C++ STLのiswupper()関数とは?構文・使い方・戻り値をわかりやすく解説
iswupper()関数とは
本記事では、C++のiswupper()関数について、その構文・動作・戻り値をサンプルコード付きで詳しく解説します。
iswupper()関数はC++に標準で用意されている組み込み関数で、<cwctype>ヘッダーファイル内で定義されています。この関数は、引数として渡されたワイド文字が大文字(A〜Z)であるかどうかを判定します。
iswupper()は、isupper()関数のワイド文字版に相当する関数です。isupper()と同じ働きをしますが、ワイド文字をサポートしている点が異なります。引数として渡された文字が大文字(A〜Z)であれば0以外の整数値(真)を返し、それ以外の場合は0(偽)を返します。
構文
int iswupper(wint_t ch);
パラメータ
この関数が受け取るパラメータは1つだけです。判定対象となるワイド文字を指定します。引数はwint_t型またはWEOFにキャストされて渡されます。
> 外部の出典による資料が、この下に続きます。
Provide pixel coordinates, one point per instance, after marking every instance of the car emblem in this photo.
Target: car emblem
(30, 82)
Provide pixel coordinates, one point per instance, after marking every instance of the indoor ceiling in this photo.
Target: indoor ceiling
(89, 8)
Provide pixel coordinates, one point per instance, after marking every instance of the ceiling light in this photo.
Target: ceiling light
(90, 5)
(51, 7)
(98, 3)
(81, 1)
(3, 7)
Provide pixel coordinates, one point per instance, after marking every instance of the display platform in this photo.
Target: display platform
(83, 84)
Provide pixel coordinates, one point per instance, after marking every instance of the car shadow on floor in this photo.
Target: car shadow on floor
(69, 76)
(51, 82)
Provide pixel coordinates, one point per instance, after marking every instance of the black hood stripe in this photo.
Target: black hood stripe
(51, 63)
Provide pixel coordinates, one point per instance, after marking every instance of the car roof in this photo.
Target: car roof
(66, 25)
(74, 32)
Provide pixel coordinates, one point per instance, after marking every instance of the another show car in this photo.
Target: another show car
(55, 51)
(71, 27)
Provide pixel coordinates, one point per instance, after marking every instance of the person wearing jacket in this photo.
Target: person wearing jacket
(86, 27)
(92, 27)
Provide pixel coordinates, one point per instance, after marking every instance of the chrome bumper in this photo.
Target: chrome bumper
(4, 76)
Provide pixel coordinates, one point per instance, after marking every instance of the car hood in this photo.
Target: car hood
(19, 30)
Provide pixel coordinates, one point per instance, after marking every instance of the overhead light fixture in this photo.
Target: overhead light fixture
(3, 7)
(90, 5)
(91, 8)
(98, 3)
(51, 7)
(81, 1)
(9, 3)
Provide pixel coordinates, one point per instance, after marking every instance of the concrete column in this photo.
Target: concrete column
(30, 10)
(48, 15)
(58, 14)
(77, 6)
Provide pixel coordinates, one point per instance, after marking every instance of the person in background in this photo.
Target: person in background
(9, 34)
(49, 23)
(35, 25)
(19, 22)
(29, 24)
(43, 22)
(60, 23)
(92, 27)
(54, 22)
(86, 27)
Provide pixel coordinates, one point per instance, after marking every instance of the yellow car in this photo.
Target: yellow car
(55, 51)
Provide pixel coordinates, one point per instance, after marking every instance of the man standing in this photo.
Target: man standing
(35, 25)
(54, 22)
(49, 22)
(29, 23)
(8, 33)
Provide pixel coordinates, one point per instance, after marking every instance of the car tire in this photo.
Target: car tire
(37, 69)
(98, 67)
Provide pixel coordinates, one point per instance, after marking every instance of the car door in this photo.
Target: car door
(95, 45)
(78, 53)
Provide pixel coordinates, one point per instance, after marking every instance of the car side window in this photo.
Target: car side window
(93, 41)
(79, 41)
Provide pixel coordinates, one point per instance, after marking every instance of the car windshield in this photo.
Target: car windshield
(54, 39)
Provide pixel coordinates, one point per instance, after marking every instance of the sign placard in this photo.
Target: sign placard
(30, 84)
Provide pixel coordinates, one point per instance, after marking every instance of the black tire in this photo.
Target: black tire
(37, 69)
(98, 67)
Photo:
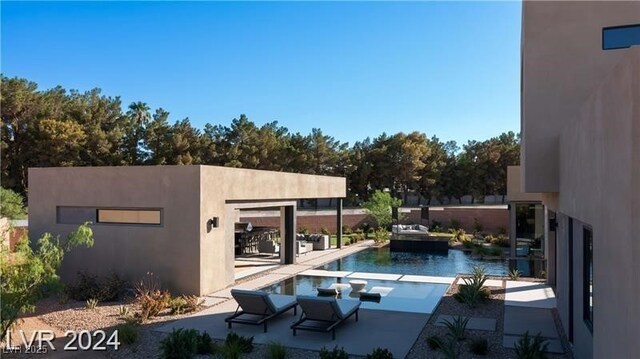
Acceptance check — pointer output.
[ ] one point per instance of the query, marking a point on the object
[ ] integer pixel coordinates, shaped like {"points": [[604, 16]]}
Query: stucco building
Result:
{"points": [[581, 152], [175, 221]]}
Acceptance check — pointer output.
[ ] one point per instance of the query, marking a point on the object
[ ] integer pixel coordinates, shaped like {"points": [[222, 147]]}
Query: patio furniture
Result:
{"points": [[324, 314], [258, 307], [320, 241], [304, 247], [357, 285]]}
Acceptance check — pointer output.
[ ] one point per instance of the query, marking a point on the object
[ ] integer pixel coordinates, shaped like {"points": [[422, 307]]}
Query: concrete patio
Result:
{"points": [[375, 328]]}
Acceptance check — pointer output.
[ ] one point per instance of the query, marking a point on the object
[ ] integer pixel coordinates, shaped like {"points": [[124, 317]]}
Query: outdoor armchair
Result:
{"points": [[257, 307], [324, 314]]}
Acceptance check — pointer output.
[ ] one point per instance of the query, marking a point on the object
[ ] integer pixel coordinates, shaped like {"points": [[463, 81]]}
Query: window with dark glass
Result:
{"points": [[587, 248], [129, 216], [620, 37]]}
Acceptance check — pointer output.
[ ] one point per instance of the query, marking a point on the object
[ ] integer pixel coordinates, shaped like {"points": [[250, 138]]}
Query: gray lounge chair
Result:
{"points": [[324, 314], [258, 307]]}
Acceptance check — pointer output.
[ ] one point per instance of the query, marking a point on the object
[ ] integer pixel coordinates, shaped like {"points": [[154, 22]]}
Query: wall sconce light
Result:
{"points": [[212, 223]]}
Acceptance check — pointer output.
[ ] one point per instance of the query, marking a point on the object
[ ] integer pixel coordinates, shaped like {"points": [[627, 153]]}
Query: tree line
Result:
{"points": [[57, 127]]}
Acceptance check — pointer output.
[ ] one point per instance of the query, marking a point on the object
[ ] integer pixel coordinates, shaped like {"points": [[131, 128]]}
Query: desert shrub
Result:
{"points": [[514, 274], [472, 291], [244, 343], [184, 304], [381, 235], [127, 333], [380, 353], [531, 348], [457, 327], [276, 351], [180, 344], [205, 345], [151, 304], [434, 342], [477, 226], [365, 228], [455, 224], [11, 204], [333, 354], [501, 241], [459, 235], [92, 303], [104, 289], [479, 346], [151, 298], [357, 236]]}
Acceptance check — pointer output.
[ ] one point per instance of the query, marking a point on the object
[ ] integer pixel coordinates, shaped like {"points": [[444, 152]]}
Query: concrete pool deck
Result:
{"points": [[375, 328]]}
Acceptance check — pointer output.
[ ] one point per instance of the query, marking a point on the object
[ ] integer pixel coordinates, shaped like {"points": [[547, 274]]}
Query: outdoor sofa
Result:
{"points": [[257, 307], [324, 314]]}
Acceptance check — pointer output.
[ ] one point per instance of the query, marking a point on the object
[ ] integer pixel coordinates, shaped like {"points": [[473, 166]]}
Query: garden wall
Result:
{"points": [[491, 218]]}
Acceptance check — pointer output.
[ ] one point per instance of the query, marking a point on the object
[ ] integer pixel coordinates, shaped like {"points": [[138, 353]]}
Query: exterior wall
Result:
{"points": [[170, 251], [562, 64], [599, 181], [492, 218], [184, 253], [219, 185], [514, 187]]}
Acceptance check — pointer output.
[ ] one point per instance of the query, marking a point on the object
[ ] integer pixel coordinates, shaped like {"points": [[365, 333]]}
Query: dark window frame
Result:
{"points": [[159, 224], [587, 277], [604, 29]]}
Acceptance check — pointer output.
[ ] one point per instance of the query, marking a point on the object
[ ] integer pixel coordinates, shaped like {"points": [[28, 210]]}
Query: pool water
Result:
{"points": [[382, 260], [403, 296]]}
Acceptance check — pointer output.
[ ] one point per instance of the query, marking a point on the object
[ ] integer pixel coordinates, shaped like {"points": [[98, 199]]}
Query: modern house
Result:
{"points": [[174, 221], [580, 113]]}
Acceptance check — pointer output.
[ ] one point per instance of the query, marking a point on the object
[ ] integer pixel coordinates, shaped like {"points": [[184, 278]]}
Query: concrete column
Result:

wint_t型は、整数型のデータを格納するための型です。
戻り値
この関数は整数値を返します。判定結果が偽(大文字ではない)の場合は0を、真(大文字である)の場合は0以外の値を返します。
使用例1:単一の文字を判定する
#include <iostream>
#include <cwctype>
using namespace std;
int main() {
wint_t a = 'A';
wint_t b = 'a';
wint_t c = 'B';
iswupper(a) ? cout << "Its upper case character" << endl : cout << "Not upper case character" << endl;
iswupper(b) ? cout << "Its upper case character" << endl : cout << "Not upper case character" << endl;
iswupper(c) ? cout << "Its upper case character" << endl : cout << "Not upper case character" << endl;
return 0;
}
出力結果
上記のコードを実行すると、以下のような出力が得られます。
Its upper case character
Not upper case character
Its upper case character
変数a('A')とc('B')は大文字のため「大文字である」と判定され、変数b('a')は小文字のため「大文字ではない」と判定されていることがわかります。
使用例2:文字列内の大文字をカウントする
#include <iostream>
#include <cwctype>
using namespace std;
int main() {
int i, count;
wchar_t s[] = L"I aM VisItinG TutOriAls PoInT";
count = i = 0;
while (s[i]) {
if (iswupper(s[i]))
count++;
i++;
}
cout << "There are " << count << " uppercase characters." << endl;
return 0;
}
出力結果
上記のコードを実行すると、以下のような出力が得られます。
There are 11 uppercase characters.
この例では、whileループを使って文字列を先頭から1文字ずつ走査し、iswupper()が真を返すたびにカウンターcountをインクリメントしています。その結果、文字列「I aM VisItinG TutOriAls PoInT」には大文字が11個含まれていることが判明しました。
まとめ
iswupper()関数は、ワイド文字が大文字かどうかを手軽に判定できる便利な関数です。<cwctype>ヘッダーをインクルードするだけで利用でき、入力値のチェックや文字列解析など、さまざまな場面で活用できます。大文字・小文字を区別した処理を実装する際に、ぜひ活用してみてください。